In the rare cases of viral positivity on EMB specimens, the usefulness of antiviral therapy is still not well established and there are insufficient data to support it.1 Only little available evidence has shown beneficial effects of interferon treatment on viral clearance and New York Heart Association functional class for chronic inflammatory cardiomyopathy related to enterovirus and adenovirus.100,101 The use of antiherpetic drugs has been proposed in patients with myocarditis and HHV-6, Epstein–Barr virus, or cytomegalovirus infection, although their efficacy is still unproven.11,102,103 Telbivudine and IVIG may have a potential therapeutic role, but more studies are needed to confirm their efficacy.103

Finally, no evidence is currently available regarding the combination of antiviral and immunosuppressive therapy in virus-positive inflammatory cardiomyopathy. Hence, in these rare clinical contexts, it is reasonable to involve an infectious disease specialist before deciding on specific antiviral treatment.
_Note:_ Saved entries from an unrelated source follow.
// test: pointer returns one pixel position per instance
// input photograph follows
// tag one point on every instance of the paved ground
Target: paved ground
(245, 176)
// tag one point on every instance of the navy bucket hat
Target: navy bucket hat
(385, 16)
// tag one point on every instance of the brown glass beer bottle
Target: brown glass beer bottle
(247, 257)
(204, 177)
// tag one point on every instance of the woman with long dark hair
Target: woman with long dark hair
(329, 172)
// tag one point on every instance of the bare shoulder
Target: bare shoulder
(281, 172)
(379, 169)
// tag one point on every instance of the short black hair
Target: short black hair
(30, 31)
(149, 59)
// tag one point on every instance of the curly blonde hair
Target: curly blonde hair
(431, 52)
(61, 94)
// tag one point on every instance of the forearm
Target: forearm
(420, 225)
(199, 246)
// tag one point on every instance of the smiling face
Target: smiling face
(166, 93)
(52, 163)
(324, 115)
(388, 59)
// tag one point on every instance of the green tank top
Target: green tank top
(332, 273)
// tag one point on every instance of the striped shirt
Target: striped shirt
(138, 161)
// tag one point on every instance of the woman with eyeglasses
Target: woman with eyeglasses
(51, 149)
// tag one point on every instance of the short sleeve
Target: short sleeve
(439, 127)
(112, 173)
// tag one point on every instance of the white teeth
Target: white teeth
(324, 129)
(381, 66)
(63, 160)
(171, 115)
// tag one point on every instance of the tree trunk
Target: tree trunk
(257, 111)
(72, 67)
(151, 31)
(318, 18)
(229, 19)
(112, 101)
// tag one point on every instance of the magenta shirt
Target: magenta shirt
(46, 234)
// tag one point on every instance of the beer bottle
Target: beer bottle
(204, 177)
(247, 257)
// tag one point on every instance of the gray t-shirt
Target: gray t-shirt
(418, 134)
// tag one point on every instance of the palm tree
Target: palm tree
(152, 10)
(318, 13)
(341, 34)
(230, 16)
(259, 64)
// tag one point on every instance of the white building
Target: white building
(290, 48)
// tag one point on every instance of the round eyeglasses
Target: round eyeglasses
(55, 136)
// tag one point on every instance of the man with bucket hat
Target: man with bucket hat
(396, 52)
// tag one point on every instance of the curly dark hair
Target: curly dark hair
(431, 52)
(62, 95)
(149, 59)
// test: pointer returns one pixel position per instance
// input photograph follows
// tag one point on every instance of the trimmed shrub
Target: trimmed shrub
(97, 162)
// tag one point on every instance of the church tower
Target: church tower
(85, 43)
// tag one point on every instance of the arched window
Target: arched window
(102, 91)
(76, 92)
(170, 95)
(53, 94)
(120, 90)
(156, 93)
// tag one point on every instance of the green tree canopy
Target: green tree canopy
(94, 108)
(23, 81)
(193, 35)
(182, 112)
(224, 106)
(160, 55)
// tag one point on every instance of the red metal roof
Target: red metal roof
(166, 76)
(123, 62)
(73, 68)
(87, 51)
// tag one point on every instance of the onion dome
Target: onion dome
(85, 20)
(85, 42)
SPECIFIC ETIOLOGY Giant Cells Myocarditis

GCM is a rare, yet often fatal form of myocarditis if not treated adequately.14 Myocardial damage mediated by CD4+ T lymphocytes and infiltration of giant cells, eosinophils, and macrophages results in LV dysfunction and ventricular arrhythmias.2,14,105 Prompt initiation of immunosuppression remains key to the management of GCM, with the consideration of transplantation in select cases.14 Treatment with conventional immunosuppression (such as AZA, prednisone, and cyclosporine) with addition or substitution of mycophenolate mofetil, muromonab, and MTX has been shown to provide transplant-free clinical remission in up to 65% of patients with GCM.13 The addition of mycophenolate treatment to immunosuppressive therapy has also been shown to aid recovery of GCM.13,96,106 In fulminant cases, case reports suggest antithymocyte globulin or muromonab combined with high-dose IV methylprednisolone and cyclosporine, a calcineurin inhibitor, may be beneficial.2,107

Eosinophilic Myocarditis

EM is rare but life-threatening. The reported in-hospital mortality rate is approximately 17%.108 EM is often associated with Churg–Strauss syndrome, HES, or EGPA, and treatment may vary according to the underlying cause and associated conditions.2 In cases of hypersensitivity reactions, prompt identification and cessation of the causative drug cessation of the causative drug is recommended.2 Corticosteroids have been shown to reduce the in-hospital mortality of EM not associated with hypereosinophilic syndromes; however, evidence is limited to a meta-analysis of observational data.108 Overall, case reports show high-dose corticosteroids were used to successfully treat all forms of EM.109–115 In cases associated with EGPA, cyclophosphamide, AZA, rituximab, and mepolizumab were also used.113–115 A case of EM with Churg–Strauss syndrome was treated with combined high-dose corticosteroids and cyclophosphamide, whereas in EM associated with HES, only prednisone or methylprednisolone were used.109–112 Owing to the uncommon nature of the condition, there are no trials for the management of EM; therefore, evidence is limited to case reports, meta-analyses, and retrospective case studies.2

Cardiac Sarcoidosis

Sarcoidosis is an inflammatory disease of unknown etiology with multisystem involvement. Symptoms of cardiac involvement of sarcoidosis have been reported in 3%–43% of patients with systemic disease.116 CS is characterized by the formation of non-necrotizing granulomas within myocardial tissue, as well as chronic fibrosis and inflammation.